His first novel, published before he was married in 1920, was This Side of Paradise and concerned the loves of a ambitious writer. It was followed by The Beautiful and the Damned in 1922.

Three years later Fitzgerald's masterpiece The Great Gatsby hit the shelves. The novel concerns itself with the failure of the American dream post World War I, and how the endless pursuit of monetary gain can become just taht with people never satisfied with what they have.

Fitzgerald wrote only one more novel whilst he lived and The Last Tycoon, edited from his notes was published in 1941 the year after he died. Although he wrote numerous short stories either for magazines (easy money for someone like Fitzgerald) or as part of collections.

The success of Fitzgerald's first noel was so huge that Hollywood wasted no time mining his work. The first film based on Fitzgeralds writing was The Chorus Girl's Romance in 1920, based on his short story "Head and Shoulders". Needless to say other than for curiousity value, and the thought that it is probably a "lost silent" there is little to recommend this however it sparked a trend.

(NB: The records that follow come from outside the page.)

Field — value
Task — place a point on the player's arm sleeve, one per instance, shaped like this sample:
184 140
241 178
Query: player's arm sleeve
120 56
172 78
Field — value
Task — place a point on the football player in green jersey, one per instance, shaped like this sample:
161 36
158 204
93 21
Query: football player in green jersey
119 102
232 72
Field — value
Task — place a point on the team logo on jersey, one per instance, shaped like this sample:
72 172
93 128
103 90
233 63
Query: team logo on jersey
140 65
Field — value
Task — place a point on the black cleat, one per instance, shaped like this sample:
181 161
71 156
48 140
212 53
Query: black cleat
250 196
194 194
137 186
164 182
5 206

In the next 4 years 6 of his novels and short stories were adapted, and The Great Gatbsy, starring Warner Baxter as Gatsby and William Powell as Wilson, went into production soon after the book was published.

From the 1930's Fitzgerald began to work inside the Hollywood on short stories. Essentially a hack, although he worked on some well remembered films like Marie Antoinette, The Women and even Gone with the Wind, although the scenes he wrote were not later filmed. His time in Hollywood may have been degrading but it certainly gave him plenty to write about, be it the "Pat Hobby Stories", about a Hollywood hack much like Fitzgerald, or his final novel, based on the Irving Thalberg.

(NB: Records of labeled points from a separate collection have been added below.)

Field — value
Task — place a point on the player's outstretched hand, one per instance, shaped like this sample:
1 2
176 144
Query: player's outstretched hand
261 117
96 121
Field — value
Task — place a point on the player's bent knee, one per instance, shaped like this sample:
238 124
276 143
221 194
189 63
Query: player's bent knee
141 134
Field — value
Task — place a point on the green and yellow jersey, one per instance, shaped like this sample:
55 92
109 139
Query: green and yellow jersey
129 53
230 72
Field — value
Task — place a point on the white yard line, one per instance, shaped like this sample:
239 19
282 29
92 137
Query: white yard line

Since his death Fitzgerald's works have gone inand out of fashion, although it is now widely regarded that he is one of the greatest American novelists of the 20th Century. Gatsby itslef has seen 4 incarnations with Alan Ladd, Robert Redford and Toby Stephens all taking on the iconic role. There is even another version currently in the pre-production stage from director Baz Luhrmann, and if anyone can pull off the fascination yet disgust we will feel towards the opulence on show I think Luhrmann will be able to do it.